Business Email Compromise Grows Wild as Companies of All Sizes Fall Victim to Spoofed Emails
  • These fraud scams have caused the organizations across the world to lose more than $26 billion between June 2016 and July 2019.
  • BEC scam is usually carried out by compromising legitimate business or personal email accounts.

Business Email Compromise (BEC) has cost a staggering amount of money for enterprises. According to the reports from the FBI, such fraud scams have caused organizations across the world to lose more than $26 billion between June 2016 and July 2019.

Modus operandi of BEC scam

BEC scam is usually carried out by compromising legitimate business or personal email accounts. This is done by using social engineering techniques or by gaining unauthorized access to victims’ computers.
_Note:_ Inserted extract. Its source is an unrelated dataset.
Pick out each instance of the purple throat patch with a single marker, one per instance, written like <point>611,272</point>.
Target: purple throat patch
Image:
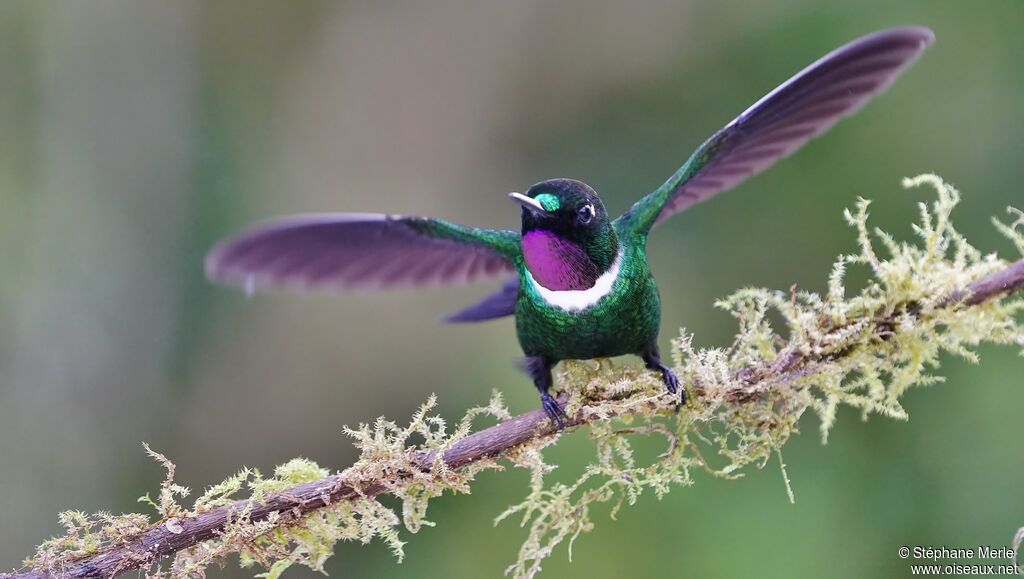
<point>557,263</point>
One of the significant social engineering techniques involves sending spoofed emails - that contain alerts or warnings or documents - to victims. The recipients believe the emails to be real and transfer the money to the hackers’ accounts.

Falling victim to BEC scams

The simple and fool-proof BEC scam has not even spared the big IT giants, leading to a loss of millions of dollars. Here’s look at some of the big losses:

  • A Lithuanian man managed to trick Google and Facebook into transferring $123 million into a bank account under his control. The culprit posed as a company named Quanta Computer - that provided the internet giants with hardware for their data centers - and sent emails to the firms with forged invoices and fraudulent contracts.
  • Toyota Boshoku Corporation, a subsidiary of the Toyota Group, suffered a loss of $37.3 million in a BEC scam. In August 2019, the firm was duped into making a large fund transfer outside the company. Following this, Toyota Boshoku established a legal professionals team and launched an investigation on the incident.
  • France’s leading independent film group, Pathe lost $22 million in a BEC scam that targeted its Dutch office. The fraud scam was carried out in March 2018 using several emails that pretend to be from the personal account of Pathe CEO like Marc Lacan. Following this loss, the CEO and finance director of the company were sacked.
  • A leading children’s charity ‘Save the Children Federation’, was conned into sending $1 million to fraudster’s bank account. The attacker managed to compromise an employee’s email account and from there had sent fake invoices and other documents designed to trick the organization.

Taking the scam one level up

While scams through spoofed emails continue to be rampant across all types of sectors, cybercriminals have come up with a new technique to trick victims. In a first-of-its-kind vishing attack, fraudsters have been found using AI-based voice-generating software to trick employees. This has caused a UK-based energy firm to lose around $243,000.